Yes, fat women are often told that we’re unworthy of being desired, pleasured, or loved, so when someone is romantically interested in us, there’s some skepticism. Yes, we often have fraught relationships with our families who’ve tried to peddle “healthier” lifestyles to us by restricting our food intake, making untoward comments about our bodies, and helping us internalize that our bodies must be changed to be loved. Yes, we’re often pigeonholed into the role of nurturer within our families, our friend groups, and our relationships. But how can we ever envision ourselves differently if we’re only seeing one reflection in our personal lives, in media, and in our institutions?
Often, characters like Kate are shaped through the lenses of people who don’t navigate the world in larger bodies. It’s a projection of how showrunners imagine fat people live rather than the actuality of our lives. If that isn’t the case, why does Kate’s entire character arc revolve around her dissatisfaction with her body, her aimlessness, and her struggle to form a healthy relationship with her boyfriend Toby (Chris Sullivan)? Throughout the first season, Kate made inroads into creating a better relationship with her physical body, but that’s also predicated upon losing weight.

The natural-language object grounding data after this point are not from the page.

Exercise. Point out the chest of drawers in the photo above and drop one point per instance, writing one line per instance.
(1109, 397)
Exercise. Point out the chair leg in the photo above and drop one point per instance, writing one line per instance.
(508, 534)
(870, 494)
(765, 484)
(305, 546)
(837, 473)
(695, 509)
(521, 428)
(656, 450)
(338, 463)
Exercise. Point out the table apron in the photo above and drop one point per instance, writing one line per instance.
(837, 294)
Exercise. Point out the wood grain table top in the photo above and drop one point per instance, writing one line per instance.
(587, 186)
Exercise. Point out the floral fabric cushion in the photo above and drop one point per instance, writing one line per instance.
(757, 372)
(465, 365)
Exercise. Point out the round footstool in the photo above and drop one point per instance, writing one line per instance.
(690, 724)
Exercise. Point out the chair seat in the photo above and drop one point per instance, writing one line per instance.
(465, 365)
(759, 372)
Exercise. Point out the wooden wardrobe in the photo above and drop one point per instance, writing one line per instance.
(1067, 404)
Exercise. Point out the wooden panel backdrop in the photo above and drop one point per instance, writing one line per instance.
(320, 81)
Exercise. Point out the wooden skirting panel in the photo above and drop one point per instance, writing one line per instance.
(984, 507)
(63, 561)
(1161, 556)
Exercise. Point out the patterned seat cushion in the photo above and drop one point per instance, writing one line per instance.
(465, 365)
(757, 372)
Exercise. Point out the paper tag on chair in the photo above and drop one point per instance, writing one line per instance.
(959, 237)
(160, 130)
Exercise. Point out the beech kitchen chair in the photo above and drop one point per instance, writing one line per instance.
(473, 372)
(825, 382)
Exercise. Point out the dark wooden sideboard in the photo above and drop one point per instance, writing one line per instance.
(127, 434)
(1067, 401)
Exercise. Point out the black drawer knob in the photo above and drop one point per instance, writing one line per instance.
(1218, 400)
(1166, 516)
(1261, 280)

She meets Toby in a fictional version of Overeaters Anonymous, a group she joins to gain better control over her nutrition while she contemplates bariatric surgery. In nearly every scene, Toby and Kate are agonizing over their diet and their scale number. Should they order dessert? Will losing weight create a chasm between them? There’s no consideration of how romantic relationships form in the honeymoon phase. Where’s the sex, the romance, and the passion? Are fat people not entitled to a happiness borne from a functional, healthy relationship?
There’s a real value in having Kate Pearson on television. Somewhere, there’s a young girl—much as I was at 9—feeling seen for the very first time. They cry when she cries. They hurt when she hurts. They feel joy when she feels joy. At no point should we advocate for having less fat characters on television. What I’m asking for is more Khadijahs to balance out the Kates. We need more characters whose value isn’t predetermined by their size, whose lives don’t revolve around their weight, and who are able to both give and receive love without qualms. We deserve better scripts that more reflect the fullness of our lives instead of the tragedy in which we’re assumed to be living.